El sol apareció con una llamarada salvaje. El cielo se volvió rojo como las hogueras, que se reflejaban en el abundante sudor del rostro de los zerzura. El aire se hacía cada vez más espeso, más frenético, más lleno de ansiedad.
—Allí nació Histah, para luchar contra el orden que imperaba en el mundo. Bajo su mano caen los imperios, desaparecen los pueblos y las razas se extinguen. Los hombres negros lograron mantenerla presa en el sur durante todo este tiempo, pero ahora ha vuelto. El desierto chilla de miedo al oír sus pasos, que se dirigen sin remedio hacia aquí. Su poder crece a cada instante. Los dioses tiemblan en sus palacios dorados, pues son conscientes de que el caos se desatará otra vez sobre el mundo y ella no tendrá piedad con nadie. Esto es lo que ha decretado el destino.
—¡No! –gritó Piel de Leopardo, patriarca del Pueblo de la Sal, mientras se alzaba de entre los suyos—. ¡Yo afirmo que no tiene que ocurrir como tú has dicho, bruja!
El poblado se estremeció. Era la primera vez que alguien se atrevía a llevarle la contraria a la sibila. Sus propios consejeros intentaron retenerlo, pero Piel de Leopardo era más rápido y se plantó delante de ella.
—Yo no creo en tus predicciones —le avisó—, de modo que no sigas con esta pantomima para asustar a los niños. Yo creo en un dios al que tu serpiente no puede hacer ningún daño.
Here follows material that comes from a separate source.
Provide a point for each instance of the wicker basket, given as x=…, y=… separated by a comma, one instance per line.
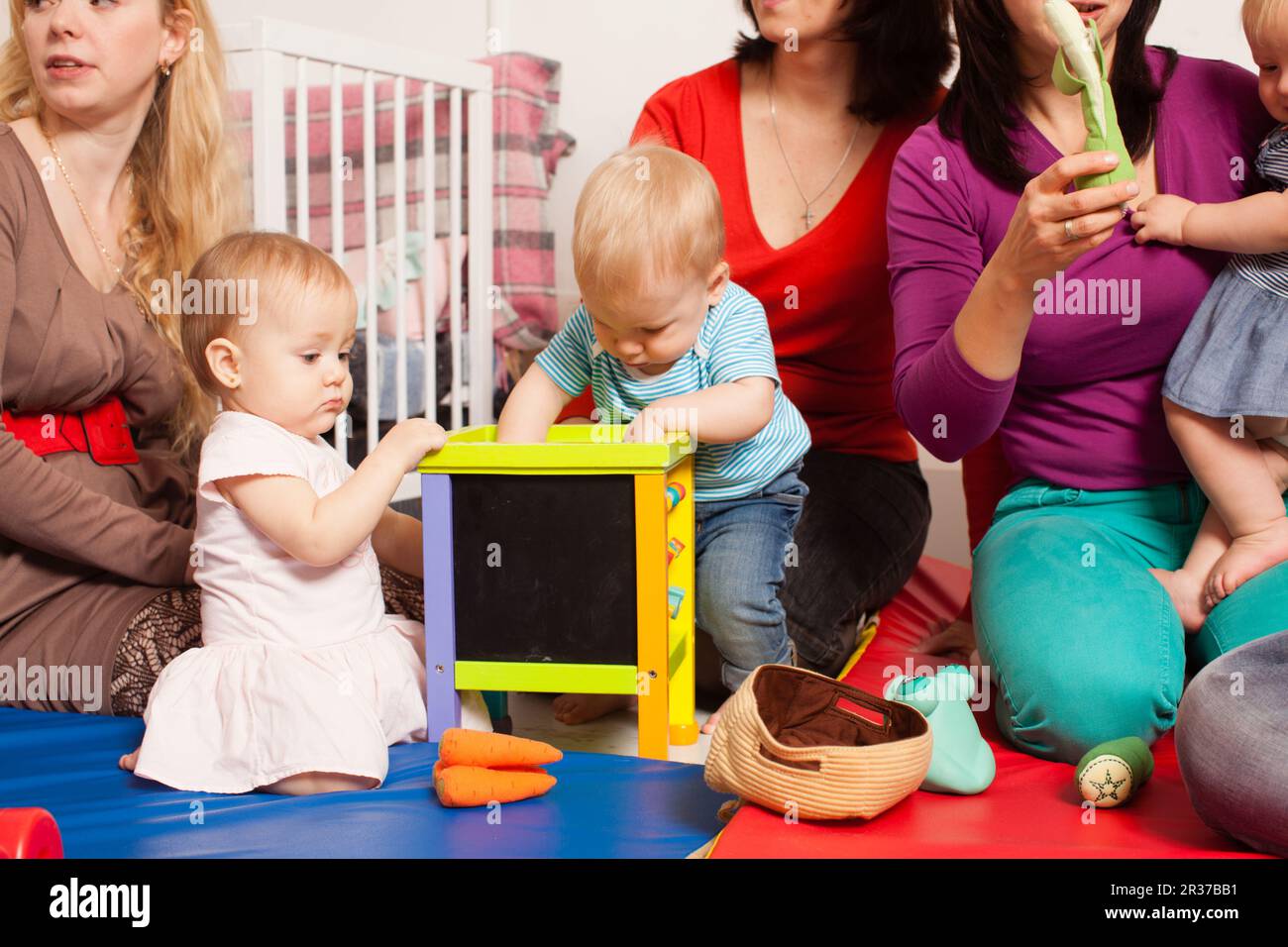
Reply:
x=784, y=742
Tan deprisa como Piel de Leopardo, reaccionó Diente de Tiburón. En un solo movimiento, el patriarca del Pueblo de la Marea se levantó de su posición, se colocó delante del chamán y cerró su mano derecha en torno a la empuñadura de la espada. El negro era mucho más ágil que el viejo zerzura, pero este no se amilanó. En sus ojos había una amenaza lo bastante explícita como para que Piel de Leopardo diera un paso atrás. Este empuñaba un alfanje tan largo como su brazo, pero por el momento lo guardaba en su vaina. Vestía el khalat y el turbante propios de los turcos, sin velo en la cara. Diente de Tiburón lo observó durante un tiempo antes de decir:
—Te conozco hace mucho. Tu padre me salvó la vida y la piel de leopardo que visto se la debo a él. Pero, si insistes en amenazar a uno de los miembros de mi tribu, olvidaré todo eso. No me costará mucho tenerte por un enemigo. ¿Lo comprendes?
El nerviosismo entre las tribus aumentó. Nunca se habían producido actos de violencia durante la celebración del akasa. Las espadas seguían inmóviles, pero los ojos de los zerzura pedían sangre. Piel de Leopardo se detuvo para evitar que el asunto llegara a un extremo del que ya no pudieran volver. Juntó las manos, bajó la cabeza y sonrió.
—Soy huésped del Pueblo de la Marea —dijo, con una voz más tranquila—. Toda mi gente ha sido acogida por ti en persona. Juro por Alá que nunca haría nada que perjudicara a tu tribu, puedes creerme.
El patriarca se relajó. Soltó la espada y tomó de nuevo asiento junto a la hoguera. Sus invitados lo miraron con desconfianza por primera vez. Entre los zerzura se tenían en gran valía las muestras de honor, sobre todo en la defensa de los suyos. Pero eso no les quitaba de pensar que su anfitrión se había revuelto contra un hermano, desobedeciendo así la primera norma de la ley del desierto. Si los zerzura no respetaban la obligación de hospitalidad, ¿qué sería de ellos como pueblo? No durarían mucho.
Los espíritus se burlarían de ellos, después de consumir su carne y jugar con sus huesos.